Building in Reliability and Durability at Datto

By Bob Petrocelli

When I sold my second startup (a ZFS centric storage software company) to Oracle in 2014, I sat down for coffee with the Oracle EVP who ran the systems division (the former Sun Microsystems). He shared the following opinion: “ There are two technologies that are impossible to get perfectly correct: CPUs and Storage”. I believe that from a certain perspective, he was right. Why? Well simply put, as you scale down the CPU process size or scale up the storage devices the laws of quantum physics—that govern how the hardware works—begin to introduce error.

In CPUs, you can get quantum tunneling effects that cause the logic gates to fail and in storage, you get UBER (uncorrectable bit error rates). In the case of storage devices themselves, the UBER (about 1x10-15) has remained constant even as capacities have increased by orders of magnitude. In short, data loss is a certainty given enough time - the key of course is to design systems that actively manage the storage devices so that the MTTDL (mean time to data loss) is greater than the useful life of the data.

At Datto we actively manage storage so that the durability of the data (think of this as the inverse of MTTDL) or probability of data loss annually, is measured in 9’s (more 9’s are better). At Datto, we seek to achieve (depending on the application) between 6 and 11 9’s of data durability in the cloud and about 5 9’s on the edge (the Siris device fleet). Without going too deeply into the math we expect data durability to exceed most rational retention policies.

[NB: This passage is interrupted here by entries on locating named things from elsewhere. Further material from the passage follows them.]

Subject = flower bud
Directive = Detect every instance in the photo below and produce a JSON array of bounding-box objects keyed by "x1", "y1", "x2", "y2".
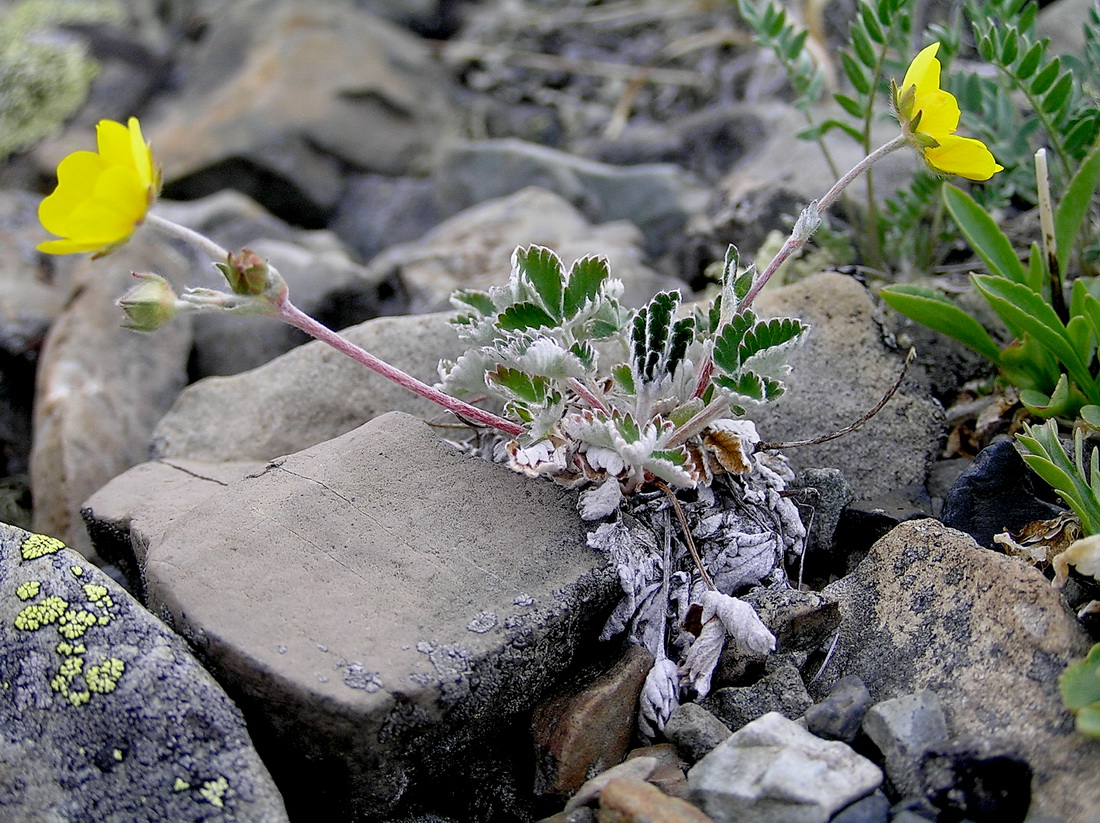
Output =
[
  {"x1": 116, "y1": 272, "x2": 176, "y2": 331},
  {"x1": 215, "y1": 249, "x2": 272, "y2": 295}
]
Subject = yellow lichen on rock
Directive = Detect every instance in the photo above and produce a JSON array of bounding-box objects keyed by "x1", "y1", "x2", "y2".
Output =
[
  {"x1": 15, "y1": 580, "x2": 42, "y2": 600},
  {"x1": 199, "y1": 777, "x2": 229, "y2": 809},
  {"x1": 19, "y1": 535, "x2": 65, "y2": 560},
  {"x1": 84, "y1": 657, "x2": 127, "y2": 694},
  {"x1": 15, "y1": 595, "x2": 68, "y2": 632}
]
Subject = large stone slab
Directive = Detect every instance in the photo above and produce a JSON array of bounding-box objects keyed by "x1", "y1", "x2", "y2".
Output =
[
  {"x1": 111, "y1": 413, "x2": 618, "y2": 820},
  {"x1": 0, "y1": 524, "x2": 287, "y2": 823},
  {"x1": 815, "y1": 520, "x2": 1100, "y2": 823}
]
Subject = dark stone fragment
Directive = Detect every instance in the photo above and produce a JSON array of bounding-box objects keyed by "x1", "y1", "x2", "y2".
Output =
[
  {"x1": 921, "y1": 742, "x2": 1032, "y2": 823},
  {"x1": 806, "y1": 674, "x2": 871, "y2": 743},
  {"x1": 829, "y1": 790, "x2": 890, "y2": 823},
  {"x1": 943, "y1": 440, "x2": 1064, "y2": 549}
]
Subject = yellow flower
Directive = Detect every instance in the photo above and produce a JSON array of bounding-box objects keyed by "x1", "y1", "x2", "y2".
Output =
[
  {"x1": 37, "y1": 118, "x2": 161, "y2": 254},
  {"x1": 894, "y1": 43, "x2": 1003, "y2": 180}
]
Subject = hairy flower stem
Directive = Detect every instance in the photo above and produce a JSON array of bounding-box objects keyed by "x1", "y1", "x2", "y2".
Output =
[
  {"x1": 737, "y1": 134, "x2": 909, "y2": 312},
  {"x1": 272, "y1": 292, "x2": 524, "y2": 437},
  {"x1": 653, "y1": 480, "x2": 718, "y2": 592},
  {"x1": 145, "y1": 211, "x2": 229, "y2": 263}
]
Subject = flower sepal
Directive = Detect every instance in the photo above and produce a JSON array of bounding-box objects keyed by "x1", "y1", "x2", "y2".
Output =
[
  {"x1": 117, "y1": 272, "x2": 179, "y2": 331},
  {"x1": 215, "y1": 249, "x2": 283, "y2": 296}
]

We can back test this - and have had no known incidents of unrecoverable data loss from system failures in the cloud (about 1.6EB) in the trailing 24 months.

But this is only half of the story. Data is useless if you can’t access it. The second consideration in our cloud architecture is availability. We sometimes refer to this internally as blast radius. We design our critical infrastructure to be free of single points of failure - but multiple failures can, and do happen. When they do, a well-designed system will have a failure mode that limits the service interruption to a predefined level. In the case of BCDR, total failure of a cloud node would interrupt cloud access to about 0.026% of BCDR agents. Of course, this does not include the edge fleet which provides the primary replica for typical continuity operations.

At Datto, we have a saying: “Backup is easy, restore is hard”. Cloud operations and cloud storage are in our DNA and we are, as always, committed to continuous improvement for our partners and their clients.